Istilah gaulnya : gretongan. Saya nggak bermaksud pamer atau apapun dari
cerita ini. Tujuannya murni hanya memotivasi dan melihat sisi positif
dunia maya.
Tahun
2003, jauh sebelum maraknya social media seperti Facebook, Twitter,
Instagram, Whatsapp, Line, BBM, saya dan generasi angkatan saya lebih
cenderung berinteraksi dengan orang luar via e-mail, atau chatting via
Yahoo Messenger atau Skype, atau yang booming saat itu adalah
Friendster. Kalaupun ada yang lain lagi, modelnya hanya sebatas pasang
foto dan profil singkat saja (bisa foto beneran atau foto bohongan) dan
saling ngirim pesan terbatas.
Saya
cukup sibuk bekerja saat itu, namun sesekali saya berinteraksi dengan
teman-teman di berbagai negara salah satunya USA. Yang saya ingat saya
menuliskan e-mail yang panjaaaaaang dan jujur tentang diri saya ke teman
itu. Saking terkesannya, e-mail saya diprint dan dibacakan buat
isterinya yang orang Asia. Saya senang berteman dengan bule ini karena
lucu, friendly, berwawasan luas, dan senang musik.
Kami
chatting dan e-mail jika saya sudah senggang dari kerjaan kantor. Kalau
nggak puas, saya bela-belain ke warnet sepulang kerja. Di warnet saya
betah sampai tengah malam sekalipun full dengan netters yang perokok
berat. Hikkss :( Maklum waktu itu laptop masih barang mahal dan koneksi
internet di kantor baru sekelas Dial Up. Yang punya warnet pasti senang
kalau saya yang nongkrong. Saya pun merasa seolah-olah warnet hanya
punya saya doang :)
Saya
baru tahu kalau teman saya itu investor. Saat sahamnya lagi untung,
tiba-tiba saya ditawarinya beli laptop dan dia yang mendanai. Mungkin
dia iba melihat saya berlama-lama di warnet. Tentu saja saya terkejut
dan bingung. Karena kami baru beberapa bulan berteman dan saya pribadi
bukanlah tipe orang yang gampang menerima sebuah pemberian yang bukan
hasil keringat saya (kecuali kalau ulang tahun, baiklah....).
Sekian
kali "dipaksa" kemudian saya pertimbangkan dengan bijak, akhirnya saya
menerima pemberiannya itu. Maka dikirimkanlah sejumlah US$ via Western
Union yang kemudian dengan proses yang mudah saya transfer dalam bentuk
Rupiah di Bank Mandiri ke rekening pribadi saya. Saya hanya modal
materai sebesar Rp. 6.000 saja. Dari dana tersebut saya belikan 1 unit
laptop Acer (processor AMD Turion yang sudah lumayan canggih saat itu)
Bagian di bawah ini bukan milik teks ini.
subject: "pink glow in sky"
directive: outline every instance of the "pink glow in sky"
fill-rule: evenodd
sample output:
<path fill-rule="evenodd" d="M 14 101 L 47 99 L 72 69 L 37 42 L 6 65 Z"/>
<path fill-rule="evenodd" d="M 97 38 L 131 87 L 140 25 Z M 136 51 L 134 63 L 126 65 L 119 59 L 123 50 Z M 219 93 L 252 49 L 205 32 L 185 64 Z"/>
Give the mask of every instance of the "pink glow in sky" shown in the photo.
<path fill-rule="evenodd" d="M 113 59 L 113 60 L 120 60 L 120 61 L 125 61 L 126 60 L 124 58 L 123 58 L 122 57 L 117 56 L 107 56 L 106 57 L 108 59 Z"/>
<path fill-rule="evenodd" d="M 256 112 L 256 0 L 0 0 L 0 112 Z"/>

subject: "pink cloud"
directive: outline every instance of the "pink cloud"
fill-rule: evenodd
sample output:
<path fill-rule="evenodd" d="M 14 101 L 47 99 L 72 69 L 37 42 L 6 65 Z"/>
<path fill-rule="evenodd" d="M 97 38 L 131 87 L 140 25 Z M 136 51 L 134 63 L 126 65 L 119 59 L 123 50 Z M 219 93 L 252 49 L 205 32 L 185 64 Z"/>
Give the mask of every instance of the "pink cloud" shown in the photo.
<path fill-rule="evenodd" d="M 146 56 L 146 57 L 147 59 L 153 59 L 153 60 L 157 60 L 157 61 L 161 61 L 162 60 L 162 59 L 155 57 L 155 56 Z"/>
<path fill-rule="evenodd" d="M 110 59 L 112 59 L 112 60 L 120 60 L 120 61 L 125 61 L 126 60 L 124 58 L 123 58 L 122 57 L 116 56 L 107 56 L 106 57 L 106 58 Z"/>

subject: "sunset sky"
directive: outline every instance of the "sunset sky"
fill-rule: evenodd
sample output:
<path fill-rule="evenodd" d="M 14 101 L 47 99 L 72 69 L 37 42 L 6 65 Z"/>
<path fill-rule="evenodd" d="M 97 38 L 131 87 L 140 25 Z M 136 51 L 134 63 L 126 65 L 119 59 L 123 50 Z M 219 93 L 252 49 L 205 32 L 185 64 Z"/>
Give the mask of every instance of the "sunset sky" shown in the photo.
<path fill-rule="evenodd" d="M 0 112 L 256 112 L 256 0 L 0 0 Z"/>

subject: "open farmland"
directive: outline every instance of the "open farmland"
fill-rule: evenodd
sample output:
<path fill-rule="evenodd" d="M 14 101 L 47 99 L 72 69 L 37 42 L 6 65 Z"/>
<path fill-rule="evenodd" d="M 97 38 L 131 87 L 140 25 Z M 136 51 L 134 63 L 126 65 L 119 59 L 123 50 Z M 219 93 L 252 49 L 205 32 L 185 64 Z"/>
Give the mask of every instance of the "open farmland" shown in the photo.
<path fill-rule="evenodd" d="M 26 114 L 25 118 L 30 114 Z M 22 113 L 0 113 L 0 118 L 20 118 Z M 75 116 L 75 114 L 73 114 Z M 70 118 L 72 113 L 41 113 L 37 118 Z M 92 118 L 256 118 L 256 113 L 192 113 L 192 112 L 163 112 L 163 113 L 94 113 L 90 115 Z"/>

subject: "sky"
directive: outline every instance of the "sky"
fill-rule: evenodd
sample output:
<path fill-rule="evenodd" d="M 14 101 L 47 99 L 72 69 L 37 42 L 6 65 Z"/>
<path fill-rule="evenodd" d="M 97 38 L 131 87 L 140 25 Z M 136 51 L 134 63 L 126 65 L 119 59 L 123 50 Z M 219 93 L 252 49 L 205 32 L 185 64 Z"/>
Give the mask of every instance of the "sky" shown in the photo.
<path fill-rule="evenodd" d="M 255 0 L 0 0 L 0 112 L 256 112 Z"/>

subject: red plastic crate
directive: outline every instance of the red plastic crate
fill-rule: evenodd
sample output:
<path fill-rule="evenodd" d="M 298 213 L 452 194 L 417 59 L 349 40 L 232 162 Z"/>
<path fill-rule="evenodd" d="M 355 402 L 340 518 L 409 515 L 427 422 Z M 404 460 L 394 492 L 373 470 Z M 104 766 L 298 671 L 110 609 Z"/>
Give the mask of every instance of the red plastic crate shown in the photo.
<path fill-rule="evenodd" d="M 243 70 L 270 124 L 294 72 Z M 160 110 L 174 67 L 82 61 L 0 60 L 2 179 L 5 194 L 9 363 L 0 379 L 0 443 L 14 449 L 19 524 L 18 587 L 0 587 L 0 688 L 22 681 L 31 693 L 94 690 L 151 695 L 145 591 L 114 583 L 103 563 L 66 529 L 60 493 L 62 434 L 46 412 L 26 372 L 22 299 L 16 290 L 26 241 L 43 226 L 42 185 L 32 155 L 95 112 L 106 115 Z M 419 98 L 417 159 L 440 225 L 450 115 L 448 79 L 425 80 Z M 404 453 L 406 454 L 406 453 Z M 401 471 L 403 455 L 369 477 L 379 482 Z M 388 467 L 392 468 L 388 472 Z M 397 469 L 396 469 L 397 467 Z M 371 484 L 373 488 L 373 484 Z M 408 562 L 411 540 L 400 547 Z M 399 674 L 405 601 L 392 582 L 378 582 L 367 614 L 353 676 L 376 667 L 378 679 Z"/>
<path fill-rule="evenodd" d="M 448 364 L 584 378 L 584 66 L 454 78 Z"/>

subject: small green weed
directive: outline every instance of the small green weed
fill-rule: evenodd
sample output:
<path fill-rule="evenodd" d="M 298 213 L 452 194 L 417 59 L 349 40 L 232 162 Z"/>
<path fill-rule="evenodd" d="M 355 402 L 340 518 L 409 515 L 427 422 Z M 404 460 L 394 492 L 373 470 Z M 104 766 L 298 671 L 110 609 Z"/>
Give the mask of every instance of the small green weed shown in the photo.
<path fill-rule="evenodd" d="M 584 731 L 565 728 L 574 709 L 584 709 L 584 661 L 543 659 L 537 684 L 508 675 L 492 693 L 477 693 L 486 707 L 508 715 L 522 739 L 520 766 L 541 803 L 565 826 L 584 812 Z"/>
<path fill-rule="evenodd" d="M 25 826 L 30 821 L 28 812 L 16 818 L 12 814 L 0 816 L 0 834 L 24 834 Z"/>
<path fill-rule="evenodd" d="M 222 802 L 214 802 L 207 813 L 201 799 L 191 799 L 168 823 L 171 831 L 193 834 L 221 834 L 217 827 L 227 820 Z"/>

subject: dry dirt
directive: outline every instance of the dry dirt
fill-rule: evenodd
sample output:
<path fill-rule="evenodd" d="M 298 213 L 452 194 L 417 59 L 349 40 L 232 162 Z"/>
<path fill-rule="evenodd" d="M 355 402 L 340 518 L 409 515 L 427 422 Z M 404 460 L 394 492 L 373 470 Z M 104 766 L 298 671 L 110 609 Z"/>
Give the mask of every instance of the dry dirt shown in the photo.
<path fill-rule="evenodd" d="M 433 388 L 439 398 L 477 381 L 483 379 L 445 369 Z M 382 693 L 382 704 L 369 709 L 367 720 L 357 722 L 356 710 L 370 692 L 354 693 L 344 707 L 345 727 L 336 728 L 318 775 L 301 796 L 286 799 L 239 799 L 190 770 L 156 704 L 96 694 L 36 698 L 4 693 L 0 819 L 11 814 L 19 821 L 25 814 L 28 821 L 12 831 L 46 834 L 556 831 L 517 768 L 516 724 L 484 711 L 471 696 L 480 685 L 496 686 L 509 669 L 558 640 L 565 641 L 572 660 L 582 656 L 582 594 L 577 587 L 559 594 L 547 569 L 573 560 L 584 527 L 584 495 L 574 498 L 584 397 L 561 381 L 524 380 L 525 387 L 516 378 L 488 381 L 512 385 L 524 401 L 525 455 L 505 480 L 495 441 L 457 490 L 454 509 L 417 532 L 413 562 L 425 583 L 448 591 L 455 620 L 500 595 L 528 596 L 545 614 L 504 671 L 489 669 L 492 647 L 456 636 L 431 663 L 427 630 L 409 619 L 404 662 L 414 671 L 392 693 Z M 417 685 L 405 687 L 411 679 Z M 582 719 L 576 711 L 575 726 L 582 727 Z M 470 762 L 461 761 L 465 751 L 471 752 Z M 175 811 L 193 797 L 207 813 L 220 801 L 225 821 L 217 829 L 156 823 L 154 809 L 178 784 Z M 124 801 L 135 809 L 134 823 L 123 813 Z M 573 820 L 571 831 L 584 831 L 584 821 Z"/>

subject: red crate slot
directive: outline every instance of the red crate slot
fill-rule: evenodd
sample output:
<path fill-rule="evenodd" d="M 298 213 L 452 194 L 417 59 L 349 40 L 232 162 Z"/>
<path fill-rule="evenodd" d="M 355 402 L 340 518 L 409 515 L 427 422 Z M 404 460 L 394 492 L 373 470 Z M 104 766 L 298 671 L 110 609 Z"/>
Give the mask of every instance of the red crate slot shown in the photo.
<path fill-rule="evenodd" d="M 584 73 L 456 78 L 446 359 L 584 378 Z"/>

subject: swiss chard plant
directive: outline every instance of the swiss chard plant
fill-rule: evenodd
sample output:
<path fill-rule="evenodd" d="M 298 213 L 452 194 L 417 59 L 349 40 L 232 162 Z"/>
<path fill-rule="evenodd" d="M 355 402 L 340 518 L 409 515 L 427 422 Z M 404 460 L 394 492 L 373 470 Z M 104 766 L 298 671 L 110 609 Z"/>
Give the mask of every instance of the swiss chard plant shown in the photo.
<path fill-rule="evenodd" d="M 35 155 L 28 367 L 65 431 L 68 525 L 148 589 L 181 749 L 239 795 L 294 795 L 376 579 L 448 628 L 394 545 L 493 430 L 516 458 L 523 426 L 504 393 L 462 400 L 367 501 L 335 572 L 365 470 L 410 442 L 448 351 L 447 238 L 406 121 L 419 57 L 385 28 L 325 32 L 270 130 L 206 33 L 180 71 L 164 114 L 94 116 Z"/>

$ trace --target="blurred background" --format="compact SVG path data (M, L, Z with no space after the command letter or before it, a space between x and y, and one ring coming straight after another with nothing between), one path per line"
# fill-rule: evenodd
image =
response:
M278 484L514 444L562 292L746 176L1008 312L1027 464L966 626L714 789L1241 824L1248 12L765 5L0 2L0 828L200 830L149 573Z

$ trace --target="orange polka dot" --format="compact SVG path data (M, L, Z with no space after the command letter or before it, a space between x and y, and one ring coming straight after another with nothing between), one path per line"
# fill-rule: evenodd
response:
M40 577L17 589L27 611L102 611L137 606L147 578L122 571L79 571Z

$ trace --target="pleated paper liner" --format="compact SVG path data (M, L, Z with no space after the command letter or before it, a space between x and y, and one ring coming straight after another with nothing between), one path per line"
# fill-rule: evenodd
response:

dan 1 unit telepon ESIA dengan nomor cantik untuk telepon dan
berinternet ria. Ini perangkat buat telepon rumah. Tinggal colok saja ke
listrik sampai baterai full. Tidak perlu kabel telepon khusus. Ini adalah gadget saya yang lumayan keren saat itu.
Top
up kredit internet adalah masih cara manual dengan beli voucher minimal
Rp. 25.000, segel perak di belakangnya digosok pakai koin lalu masukin
kodenya ke pesawat telepon. Nggak ada sistem paket. Kalau buat Skype,
segitu bisa habis kurang dari 30 menit. Ha ha ha!!! So costly.
Tapi
itulah salah satu kehebatan dunia maya yang nggak bisa dipungkiri.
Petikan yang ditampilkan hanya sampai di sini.